They weren't someone I interacted with much. I found the character okay but a little dull. The character was an engineered species meant to give sensual pleasure and that's not a kind of interaction I look for in my text-based hangouts. Their interactions seemed limited, but in ways that made sense for their backstory, and I didn't connect with them enough to feel like exploring stuff outside that history. (In part I had the vibe they might be an alt of someone I want nothing to do with.

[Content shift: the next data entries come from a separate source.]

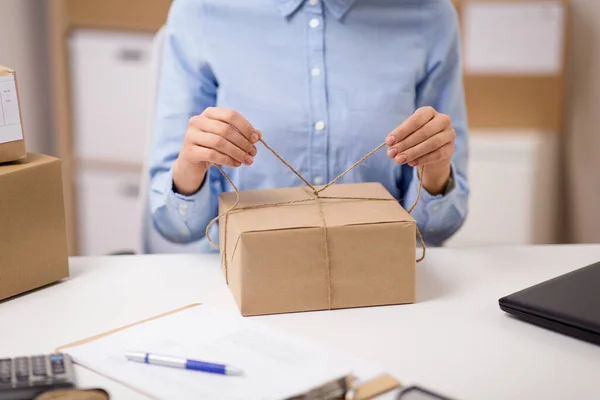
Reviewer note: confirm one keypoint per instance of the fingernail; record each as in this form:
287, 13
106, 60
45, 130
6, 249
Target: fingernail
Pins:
401, 158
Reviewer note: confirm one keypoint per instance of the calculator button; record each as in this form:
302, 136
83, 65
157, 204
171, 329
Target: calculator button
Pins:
5, 370
38, 365
22, 369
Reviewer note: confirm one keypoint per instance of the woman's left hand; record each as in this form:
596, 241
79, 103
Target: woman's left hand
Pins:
426, 138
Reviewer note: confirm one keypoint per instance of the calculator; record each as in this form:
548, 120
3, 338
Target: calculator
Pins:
23, 378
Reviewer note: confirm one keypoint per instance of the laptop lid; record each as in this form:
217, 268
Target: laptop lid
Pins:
569, 304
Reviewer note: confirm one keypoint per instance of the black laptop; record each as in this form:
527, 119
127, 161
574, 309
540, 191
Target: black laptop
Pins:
569, 304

I never felt sure enough about this to put them on my do-not-interact list, but I did move them to ``don't solicit interactions''.)

Still, what's important here is: I had no idea. I had no suspicions there was something off about the player. I have known and interacted with them for years and never twigged on anything besides ``okay, not one of my favorite people to see''. Even thinking back on interactions I'd had or witnessed, nothing stands out to me as obvious that they were anything but, maybe, someone whose player had got into a comfortable rut with the character and wasn't interested in stretching beyond that anymore. (Which, of course, is fine! This is all recreational time and if you enjoy doing about the same stuff with about the same people every night, then enjoy it.) But there's a weird betrayal knowing that someone was secretly a fancy autocomplete. And that I have no idea who else might be; other players (or ``players'') might not be willing to step in and explain when they thought things getting out of hand.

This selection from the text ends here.